A lot of our intended direction is in the improvement of the libraries, and reducing the amount of effort needed to refactor, learn, or extend them. Multi-methods gain a lot of this by separating out the interactions further from protocols into protocols per argument position and input signatures. One useful utility that we have been building up is a more generic type-conversion process, as:, which is nicely self-contained since we can simply refine it per pair of types and which supplants the normal Smalltalk asFoo convention. You simply supply a prototype as the second argument to as: which represents the desired conversion you wish to take place.

One of our primary concerns has been to relieve a lot of classes of "side-roles", like factoring out methods from generic stream classes that deal with things such as files or ASCII text. Why do we have collection types that have exactly one interpretation of arithmetic operators? Why do they have any interpretation built into them?

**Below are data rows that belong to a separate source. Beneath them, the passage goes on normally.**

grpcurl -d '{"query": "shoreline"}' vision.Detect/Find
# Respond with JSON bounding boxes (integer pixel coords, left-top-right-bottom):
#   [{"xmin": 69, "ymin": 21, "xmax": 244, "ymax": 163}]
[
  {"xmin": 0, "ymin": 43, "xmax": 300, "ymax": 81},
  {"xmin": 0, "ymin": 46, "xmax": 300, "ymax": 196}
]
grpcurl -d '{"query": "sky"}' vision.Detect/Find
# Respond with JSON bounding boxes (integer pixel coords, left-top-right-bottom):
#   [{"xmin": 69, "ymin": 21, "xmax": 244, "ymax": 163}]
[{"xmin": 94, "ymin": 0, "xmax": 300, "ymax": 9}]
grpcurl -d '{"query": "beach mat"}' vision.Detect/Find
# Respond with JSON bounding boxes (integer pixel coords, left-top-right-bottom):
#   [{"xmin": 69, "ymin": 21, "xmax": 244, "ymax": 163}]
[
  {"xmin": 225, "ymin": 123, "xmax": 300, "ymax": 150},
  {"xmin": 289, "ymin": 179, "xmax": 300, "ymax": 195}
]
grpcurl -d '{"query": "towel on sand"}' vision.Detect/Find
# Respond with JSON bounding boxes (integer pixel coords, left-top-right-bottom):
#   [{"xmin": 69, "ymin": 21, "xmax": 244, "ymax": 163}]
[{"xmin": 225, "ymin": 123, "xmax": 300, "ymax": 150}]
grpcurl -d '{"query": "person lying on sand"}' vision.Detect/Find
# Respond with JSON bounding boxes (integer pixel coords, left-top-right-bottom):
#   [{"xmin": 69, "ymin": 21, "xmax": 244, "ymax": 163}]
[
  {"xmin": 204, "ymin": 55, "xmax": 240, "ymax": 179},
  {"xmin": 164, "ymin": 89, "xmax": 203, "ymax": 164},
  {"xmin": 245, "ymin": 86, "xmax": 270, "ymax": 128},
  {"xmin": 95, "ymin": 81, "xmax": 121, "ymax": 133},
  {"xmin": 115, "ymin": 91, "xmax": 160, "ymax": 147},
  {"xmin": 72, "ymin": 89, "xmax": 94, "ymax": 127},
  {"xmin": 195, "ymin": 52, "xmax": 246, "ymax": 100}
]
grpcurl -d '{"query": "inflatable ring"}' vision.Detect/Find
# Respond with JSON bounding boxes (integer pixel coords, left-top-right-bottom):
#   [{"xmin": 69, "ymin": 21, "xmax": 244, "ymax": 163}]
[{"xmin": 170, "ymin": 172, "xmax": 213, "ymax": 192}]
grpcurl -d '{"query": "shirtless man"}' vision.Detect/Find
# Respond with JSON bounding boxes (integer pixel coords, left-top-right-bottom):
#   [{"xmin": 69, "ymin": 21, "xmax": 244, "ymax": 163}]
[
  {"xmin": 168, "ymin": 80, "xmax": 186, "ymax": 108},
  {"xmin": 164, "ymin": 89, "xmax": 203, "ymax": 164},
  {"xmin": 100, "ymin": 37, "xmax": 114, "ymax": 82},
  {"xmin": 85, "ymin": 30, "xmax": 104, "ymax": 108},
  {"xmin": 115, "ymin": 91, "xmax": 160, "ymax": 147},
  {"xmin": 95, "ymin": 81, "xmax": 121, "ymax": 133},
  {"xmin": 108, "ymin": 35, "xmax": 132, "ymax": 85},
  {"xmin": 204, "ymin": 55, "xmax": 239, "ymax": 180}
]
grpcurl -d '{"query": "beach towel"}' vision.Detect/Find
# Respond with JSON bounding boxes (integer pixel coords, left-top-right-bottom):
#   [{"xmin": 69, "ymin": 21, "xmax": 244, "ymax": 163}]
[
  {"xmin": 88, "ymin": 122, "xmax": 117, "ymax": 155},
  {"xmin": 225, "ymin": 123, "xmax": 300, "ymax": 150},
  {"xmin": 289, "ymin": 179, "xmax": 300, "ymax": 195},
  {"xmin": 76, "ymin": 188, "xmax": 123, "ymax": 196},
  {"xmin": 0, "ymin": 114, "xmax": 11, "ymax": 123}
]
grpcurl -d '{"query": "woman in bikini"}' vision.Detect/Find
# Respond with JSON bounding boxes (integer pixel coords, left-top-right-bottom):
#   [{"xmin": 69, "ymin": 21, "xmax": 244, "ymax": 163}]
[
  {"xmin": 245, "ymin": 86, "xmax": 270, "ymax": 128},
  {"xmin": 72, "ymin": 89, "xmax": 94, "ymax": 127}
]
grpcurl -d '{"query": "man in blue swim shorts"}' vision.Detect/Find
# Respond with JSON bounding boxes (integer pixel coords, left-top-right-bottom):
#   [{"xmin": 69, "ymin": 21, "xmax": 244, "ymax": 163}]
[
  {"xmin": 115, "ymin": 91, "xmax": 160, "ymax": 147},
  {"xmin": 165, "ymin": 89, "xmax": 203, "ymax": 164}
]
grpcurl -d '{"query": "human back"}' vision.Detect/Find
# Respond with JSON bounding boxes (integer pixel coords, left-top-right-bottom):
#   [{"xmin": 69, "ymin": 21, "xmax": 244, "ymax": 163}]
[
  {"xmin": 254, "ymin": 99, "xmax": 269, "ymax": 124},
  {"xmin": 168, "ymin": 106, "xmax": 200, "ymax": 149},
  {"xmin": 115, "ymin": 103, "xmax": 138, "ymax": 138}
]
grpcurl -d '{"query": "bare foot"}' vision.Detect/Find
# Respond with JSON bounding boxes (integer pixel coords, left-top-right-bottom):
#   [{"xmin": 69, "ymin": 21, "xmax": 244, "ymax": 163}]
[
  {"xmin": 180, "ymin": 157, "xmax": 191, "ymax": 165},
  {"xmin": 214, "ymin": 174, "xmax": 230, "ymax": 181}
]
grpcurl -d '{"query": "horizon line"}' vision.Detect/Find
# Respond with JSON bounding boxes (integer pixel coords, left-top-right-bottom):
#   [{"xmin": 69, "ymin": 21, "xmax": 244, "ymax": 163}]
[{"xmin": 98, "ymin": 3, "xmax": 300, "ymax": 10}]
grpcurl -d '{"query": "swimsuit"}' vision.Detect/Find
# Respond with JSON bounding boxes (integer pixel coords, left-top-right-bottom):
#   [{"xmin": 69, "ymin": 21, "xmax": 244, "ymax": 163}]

Where is it going in the future?

Bootstrapping using the optimizing compiler (once finished and ported), directly to native code. Most high-level optimizations, such as type-inference and measurement-based inlining, will be performed at or near source level, thereby maximizing portability and keeping the system size down. In principle, this should not have a speed impact of significance.
Re-implementing the whole IDE with fresh ideas and more flexibility and modularity. Make sure we aren't just re-implementing things like the Refactoring Browser without making a good component design ahead of time that's generic enough to make it trivial.
Some refinement of the language is planned. There are a lot of decisions to make here, some of them very extensively thought out, but not yet implemented. These include continuations, new object organizations (which you can see from the library files), exception handling (with lisp-style conditions classes), optional keyword arguments to methods (which should reduce protocol size even further), and even hinting to the compiler about argument types without actually dispatching on them.
Cleanly implementing the Morphic UI, using lessons learned and the new semantics of Slate to keep things manageable. Take in Tiles, Morphic wrappers, the original Zurgle vision, and such. In general, we want everything on the screen to be "visually first-class", and to have a fresh perspective on organizing menus.
Tiny Example: You have some objects represented on the screen. Select them all to make a collection, and then display all the message selectors that they commonly respond to.